Melanin plays a crucial role in UV light absorption, reducing damage to skin and tissues, and its adaptive function strongly correlates with climate change impacts [41,42,43]. The myo5a gene interacts with melanosomes through the RAB27A/MLPH receptor in melanocytes [44], and its direct link to heat stress has been confirmed through genome-wide association analyses [45]. Additionally, hps4 activates Rab32/38, key functional factors in melanocytes that participate in crucial steps of melanin synthesis [46]. Climate change-induced temperature fluctuations affect water oxygen levels, implicating hypoxia-associated genes in coastal species’ environmental adaptation. The pfkfb4 gene, a target of hypoxia-inducible factor 1-alpha (HIF1A), is essential for hypoxia-induced glycolysis [47,48] and can modulate autophagy through ROS level regulation [49]. DNA damage repair capabilities also play a crucial role in environmental adaptation. The znf385a gene, situated upstream of the p53 activation pathway, promotes cell cycle arrest induced by DNA damage [50], while certain polymorphisms in msh3 may influence DNA repair capabilities [51].
Our study provides valuable genomic resources regarding H. kelloggi’s environmental adaptation-related selection features across different regions, offering important insights for future research into these genes’ functional roles in adaptive evolution. However, the limited number of populations and sample sizes may introduce some bias in the genetic diversity estimates. Future studies should analyze H. kelloggi genetic diversity across broader geographic areas with larger sample sizes.

4. Materials and Methods

4.1. Ethics Statement

All sampling and procedures involving H. kelloggi were performed in accordance with the Wild Animals Protection Law of the People’s Republic of China and approved by the Animal Ethics Committee of the Chinese Academy of Sciences (approval number: SCSIO-IACUC-2019-000137). All individuals were treated with MS-222 (50 mg/L) before experimental treatment.

4.2. Samples Collection

Fifty-six individuals of H. kelloggi from different seas were collected for use in this study, including 30 individuals from the Red Sea (RS), 13 individuals from the Andaman Sea (AS), and 13 individuals from the South China Sea (SCS). The distribution of sampling points is referenced from the following link: https://www.gbif.org/species/5201145 (accessed on 30 January 2025). From each population, 2–3 individuals were selected in order to amplify and sequence their COI genes. The sequences obtained were used for multiple sequence alignments and visualization using the Weseq tool from the WeMol computing platform (https://wemol.wecomput.com), and all of them were identified as H. kelloggi (Figure S2). The template sequences for comparison were obtained from the Barcode of Life Data System database (https://www.boldsystems.org). Information about the geographic location of all samples in this study and the distribution density of the H. kelloggi is shown in Figure 6.

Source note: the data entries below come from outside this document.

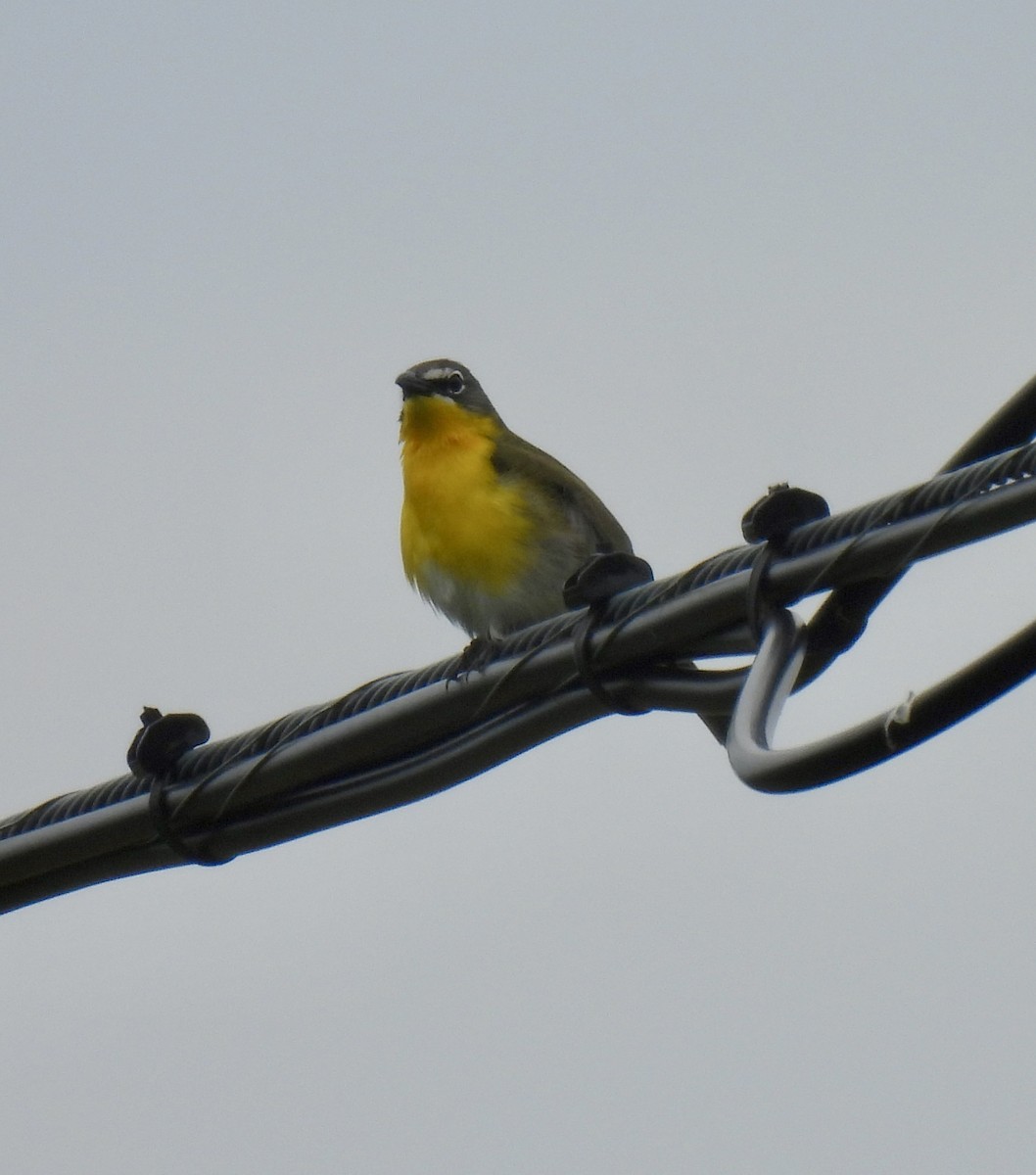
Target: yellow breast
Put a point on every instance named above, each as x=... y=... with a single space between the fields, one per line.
x=458 y=517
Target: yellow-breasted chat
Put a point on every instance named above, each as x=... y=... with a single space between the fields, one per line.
x=492 y=527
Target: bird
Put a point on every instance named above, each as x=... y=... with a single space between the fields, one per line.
x=492 y=527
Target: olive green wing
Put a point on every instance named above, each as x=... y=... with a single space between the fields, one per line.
x=517 y=458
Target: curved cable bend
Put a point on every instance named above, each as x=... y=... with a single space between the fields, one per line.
x=772 y=679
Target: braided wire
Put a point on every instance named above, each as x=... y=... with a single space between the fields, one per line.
x=941 y=492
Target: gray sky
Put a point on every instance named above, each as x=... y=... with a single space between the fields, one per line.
x=689 y=250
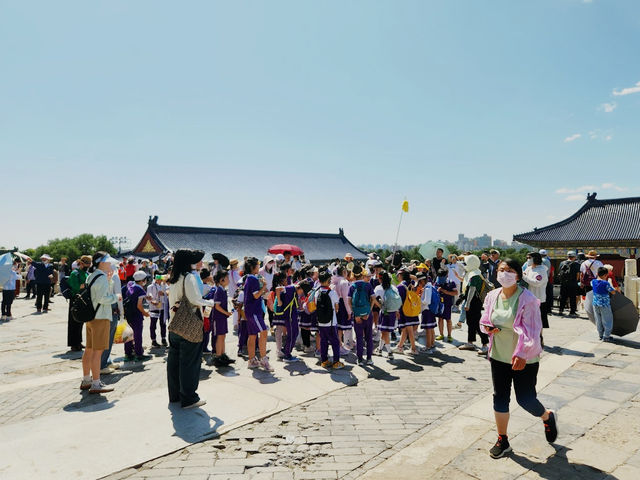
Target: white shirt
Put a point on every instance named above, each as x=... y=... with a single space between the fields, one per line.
x=191 y=290
x=334 y=303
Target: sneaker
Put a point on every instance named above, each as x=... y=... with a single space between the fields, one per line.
x=264 y=363
x=253 y=363
x=501 y=448
x=551 y=427
x=101 y=388
x=199 y=403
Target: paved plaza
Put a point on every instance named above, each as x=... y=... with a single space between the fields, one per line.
x=428 y=416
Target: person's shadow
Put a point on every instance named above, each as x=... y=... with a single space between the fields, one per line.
x=193 y=425
x=558 y=467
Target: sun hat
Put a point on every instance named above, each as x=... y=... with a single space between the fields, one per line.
x=139 y=275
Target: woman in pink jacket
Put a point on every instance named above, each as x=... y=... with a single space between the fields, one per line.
x=512 y=320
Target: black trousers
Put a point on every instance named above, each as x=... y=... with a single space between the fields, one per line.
x=31 y=288
x=7 y=300
x=74 y=331
x=524 y=384
x=183 y=370
x=42 y=291
x=568 y=293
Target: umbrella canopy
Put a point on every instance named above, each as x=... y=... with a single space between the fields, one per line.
x=625 y=314
x=222 y=260
x=6 y=263
x=428 y=250
x=286 y=247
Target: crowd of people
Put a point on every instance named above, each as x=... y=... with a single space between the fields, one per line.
x=340 y=309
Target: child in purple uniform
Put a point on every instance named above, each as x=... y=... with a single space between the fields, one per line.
x=448 y=290
x=254 y=289
x=286 y=310
x=219 y=323
x=361 y=291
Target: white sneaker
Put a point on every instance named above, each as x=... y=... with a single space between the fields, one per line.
x=199 y=403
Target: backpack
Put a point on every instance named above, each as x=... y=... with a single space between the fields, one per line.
x=587 y=276
x=82 y=309
x=65 y=289
x=412 y=305
x=392 y=300
x=324 y=307
x=361 y=303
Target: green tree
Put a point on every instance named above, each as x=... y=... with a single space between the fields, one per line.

4.3. DNA Extraction and Whole-Genome Re-Sequencing

The fin tissue from each collected sample was used to extract high-quality genomic DNA using the CTAB method. DNA purification was performed using the QIAGEN® kit (Cat#13343; QIAGEN, Hilden, Germany), and DNA integrity was checked through agarose gel electrophoresis. The DNA concentration was accurately quantified using the Qubit v4.0 (Invitrogen, Waltham, MA, USA). Subsequently, the whole-genome DNA was sent to Wuhan Zhenyue Biotechnology Co., Ltd. (Wuhan, China) for DNA library construction based on the Illumina NovaSeq platform. The raw data were processed using FASTP v0.12.4 software (http://www.bioinformatics.babraham.ac.uk/projects/fastqc (accessed on 30 January 2025)) to remove adapter contamination, low-quality sequences, and reads with a high N content (≥10%). After initial quality control, clean reads were aligned to the seahorse reference genome using BWA v0.7.17-r1188 software (https://github.com/lh3/bwa/releases/tag/v0.7.17 (accessed on 30 January 2025)) [52]. Duplicates reads were then removed using Picard software (https://www.psc.edu/index.php/user-resources/software/picard (accessed on 30 January 2025)). The deduplicated data were used for statistics on alignment rate, coverage, and sequencing depth. GATK v4.2.2.0 (https://gatk.broadinstitute.org/hc/en-us/sections/4405443482011-4-2-2-0 (accessed on 30 January 2025)) was employed for variant detection and filtering, resulting in high-confidence SNPs [53]. VCFtools v0.1.16 software (https://vcftools.github.io/man_latest.html (accessed on 30 January 2025)) was utilized for SNP filtering, and the detected SNP loci in the samples were annotated using ANNOVAR software (https://annovar.openbioinformatics.org/en/latest/user-guide/download/ (accessed on 30 January 2025)) [54]. Finally, to ensure the reliability of subsequent population analyses, SNPs were filtered at the population level based on the following criteria: (1) minimum allele frequency (MAF) > 0.05; (2) the ratio of samples containing SNPs to the total number of samples (SNP call rate) > 80%.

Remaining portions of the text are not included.